ValueError: not enough values to unpack (expected 4, got 3)
Kailash-Natarajan opened this issue · 3 comments
I get this error while training on google colab. Started happening recently. Any suggestions/solutions for rectifying this?
Works fine with POS tagging disabled because it skips the problematic code segment.
If I noted correctly, it happens only for trainset_generator, doesn't happen for validset_generator, although I do not know this for sure.
Training...
0%| | 0/2237 [00:00<?, ?it/s]
---------------------------------------------------------------------------
ValueError Traceback (most recent call last)
<ipython-input-3-6a92f2de38ba> in <module>()
7 re=Restorer()
----> 8 re.train()
7 frames
/content/drive/MyDrive/ColabNotebooks/funnel/main/train.py in train(self)
230 # training set data loader
231 trainset_generator = tqdm(self.trainset_generator)
--> 232 for data in trainset_generator:
233 raw_data, train_data = data
234 train_data = (torch.LongTensor(i).to(self.config.device) for i in train_data)
/usr/local/lib/python3.7/dist-packages/tqdm/std.py in __iter__(self)
1183
1184 try:
-> 1185 for obj in iterable:
1186 yield obj
1187 # Update and possibly print the progressbar.
/usr/local/lib/python3.7/dist-packages/torch/utils/data/dataloader.py in __next__(self)
519 if self._sampler_iter is None:
520 self._reset()
--> 521 data = self._next_data()
522 self._num_yielded += 1
523 if self._dataset_kind == _DatasetKind.Iterable and \
/usr/local/lib/python3.7/dist-packages/torch/utils/data/dataloader.py in _next_data(self)
559 def _next_data(self):
560 index = self._next_index() # may raise StopIteration
--> 561 data = self._dataset_fetcher.fetch(index) # may raise StopIteration
562 if self._pin_memory:
563 data = _utils.pin_memory.pin_memory(data)
/usr/local/lib/python3.7/dist-packages/torch/utils/data/_utils/fetch.py in fetch(self, possibly_batched_index)
42 def fetch(self, possibly_batched_index):
43 if self.auto_collation:
---> 44 data = [self.dataset[idx] for idx in possibly_batched_index]
45 else:
46 data = self.dataset[possibly_batched_index]
/usr/local/lib/python3.7/dist-packages/torch/utils/data/_utils/fetch.py in <listcomp>(.0)
42 def fetch(self, possibly_batched_index):
43 if self.auto_collation:
---> 44 data = [self.dataset[idx] for idx in possibly_batched_index]
45 else:
46 data = self.dataset[possibly_batched_index]

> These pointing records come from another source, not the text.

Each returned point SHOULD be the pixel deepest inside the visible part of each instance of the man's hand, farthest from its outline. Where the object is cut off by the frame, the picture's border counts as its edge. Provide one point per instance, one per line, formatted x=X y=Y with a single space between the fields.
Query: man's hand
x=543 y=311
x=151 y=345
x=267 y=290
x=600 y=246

/content/drive/MyDrive/ColabNotebooks/funnel/main/src/utils/pipeline.py in __getitem__(self, idx)
188 idx = random.choice(list(self.sample_pool))
189 self.sample_pool.remove(idx)
--> 190 return generate_seq(self.raw_data[idx:idx+self.config.max_seq_len-2], self.config)
191 else:
192 if self.config.use_pos:
/content/drive/MyDrive/ColabNotebooks/funnel/main/src/utils/pipeline.py in generate_seq(lines, config)
90 for l in lines:
91 if config.use_pos:
---> 92 token, pun, mask, tag = l
93 else:
94 # token, pun, mask, tag
ValueError: not enough values to unpack (expected 4, got 3)
A possible reason for this is the missing of the tag item in one line of the data. To ensure the success of generating the POS dataset in the first run, I would suggest print l here to see what exactly is here and take a look at the dataset for the data structure and content of one line in the data.
Issue closed due to no further feedback in one week.
Sorry was caught up. Anyways, I just looked through. Had to regenerate .json files again with POS tagger enabled. Works fine now. Thanks!